NHS leaders urged parents to take up the free flu vaccine for children, highlighting that family get-togethers spread the infection, putting grandparents and other vulnerable relatives at risk.

“There’s still time for parents to get their ‘super-spreader’ children vaccinated”

Keith Willett

In a statement, NHS England and Public Health England noted that it had dramatically expanded free flu vaccinations this year to cover children in school year 4 and care home workers for the first time.

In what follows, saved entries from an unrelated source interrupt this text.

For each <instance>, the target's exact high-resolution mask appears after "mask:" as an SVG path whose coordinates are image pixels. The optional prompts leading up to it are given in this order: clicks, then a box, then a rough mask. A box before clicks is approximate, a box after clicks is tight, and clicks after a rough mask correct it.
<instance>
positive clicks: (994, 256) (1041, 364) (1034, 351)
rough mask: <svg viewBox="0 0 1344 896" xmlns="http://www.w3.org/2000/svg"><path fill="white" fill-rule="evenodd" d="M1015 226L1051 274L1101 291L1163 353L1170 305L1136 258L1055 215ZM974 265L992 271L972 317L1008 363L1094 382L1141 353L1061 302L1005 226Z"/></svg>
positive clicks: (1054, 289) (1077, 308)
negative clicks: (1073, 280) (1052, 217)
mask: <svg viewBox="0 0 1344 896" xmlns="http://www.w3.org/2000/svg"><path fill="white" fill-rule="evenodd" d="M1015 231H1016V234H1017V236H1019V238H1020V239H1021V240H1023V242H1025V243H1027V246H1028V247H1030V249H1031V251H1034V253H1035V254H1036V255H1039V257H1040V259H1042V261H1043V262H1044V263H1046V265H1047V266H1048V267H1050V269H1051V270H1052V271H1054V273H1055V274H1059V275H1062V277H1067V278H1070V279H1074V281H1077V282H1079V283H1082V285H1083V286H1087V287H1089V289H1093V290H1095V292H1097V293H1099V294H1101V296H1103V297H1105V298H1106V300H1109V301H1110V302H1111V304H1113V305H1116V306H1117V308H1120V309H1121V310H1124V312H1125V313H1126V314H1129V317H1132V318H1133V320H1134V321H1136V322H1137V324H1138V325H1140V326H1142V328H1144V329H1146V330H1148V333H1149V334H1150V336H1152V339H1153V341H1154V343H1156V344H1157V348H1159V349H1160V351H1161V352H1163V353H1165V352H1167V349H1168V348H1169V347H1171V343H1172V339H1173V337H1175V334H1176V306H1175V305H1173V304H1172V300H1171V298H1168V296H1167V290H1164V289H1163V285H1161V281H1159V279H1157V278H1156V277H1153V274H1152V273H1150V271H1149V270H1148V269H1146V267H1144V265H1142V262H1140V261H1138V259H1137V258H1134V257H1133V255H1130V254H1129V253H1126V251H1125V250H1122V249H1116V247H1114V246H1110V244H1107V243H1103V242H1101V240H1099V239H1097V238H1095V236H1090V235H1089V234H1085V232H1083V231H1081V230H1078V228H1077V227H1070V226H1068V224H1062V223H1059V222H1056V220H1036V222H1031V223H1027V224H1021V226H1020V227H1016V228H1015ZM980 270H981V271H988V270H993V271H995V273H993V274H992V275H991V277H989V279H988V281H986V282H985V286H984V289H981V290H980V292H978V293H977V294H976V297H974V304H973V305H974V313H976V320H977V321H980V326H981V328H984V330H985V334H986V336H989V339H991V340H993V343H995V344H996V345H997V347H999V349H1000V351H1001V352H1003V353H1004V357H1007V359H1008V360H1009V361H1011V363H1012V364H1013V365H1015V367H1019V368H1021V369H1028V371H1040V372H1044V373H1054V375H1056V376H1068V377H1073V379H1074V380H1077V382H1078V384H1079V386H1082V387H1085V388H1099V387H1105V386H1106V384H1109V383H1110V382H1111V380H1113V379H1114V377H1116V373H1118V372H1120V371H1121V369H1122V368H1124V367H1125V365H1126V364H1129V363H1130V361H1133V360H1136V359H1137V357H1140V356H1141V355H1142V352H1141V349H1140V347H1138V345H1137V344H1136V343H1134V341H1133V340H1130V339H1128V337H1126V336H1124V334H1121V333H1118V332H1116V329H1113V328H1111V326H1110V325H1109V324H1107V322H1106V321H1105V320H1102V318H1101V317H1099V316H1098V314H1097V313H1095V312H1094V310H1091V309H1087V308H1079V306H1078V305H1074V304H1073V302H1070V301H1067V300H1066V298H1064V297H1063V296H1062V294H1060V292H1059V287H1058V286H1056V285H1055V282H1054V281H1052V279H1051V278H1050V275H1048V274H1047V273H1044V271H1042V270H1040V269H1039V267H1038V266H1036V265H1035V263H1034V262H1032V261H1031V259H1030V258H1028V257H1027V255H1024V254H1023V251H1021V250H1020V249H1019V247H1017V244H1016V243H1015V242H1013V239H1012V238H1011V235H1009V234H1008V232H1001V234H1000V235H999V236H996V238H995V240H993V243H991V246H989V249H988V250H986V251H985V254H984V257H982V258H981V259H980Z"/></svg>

However, fewer than one in five school age children, 18%, has so far had the nasal spray immunisation, according to the latest figures.

The two national bodies said they were also calling on hundreds of thousands of frontline social care workers, who have contact with numerous vulnerable people, to take up the free flu vaccine.

As previously reported, for the first time, the NHS is providing £10m to offer vaccines to registered residential, nursing and home care staff to help curb the spread of flu to older people in their care.

It is hoped the investment will also ease the pressures that a heavy outbreak of influenza could place on NHS services, especially over the busy Christmas and New Year holiday period.

“The nasal spray vaccine last year reduced children’s risk of flu by 65%”

Paul Cosford

Professor Keith Willett, NHS England’s medical director for acute care, said: “Flu can be spread more easily by children, especially to vulnerable relatives such as older grandparents, those with heart or lung conditions and pregnant family members.

“With less than a month until family gatherings over the festive season, there’s still time for parents to get their ‘super-spreader’ children vaccinated to help protect elderly relatives over Christmas and before the flu season traditionally reaches its peak,” he noted.

Dr Paul Cosford, medical director at Public Health England, added: “The vaccine is the best protection there is against flu, which causes on average 8,000 deaths a year.

“The nasal spray vaccine last year reduced children’s risk of flu by 65% meaning they were less likely to spread it to relatives and others they come into close contact with,” he stated.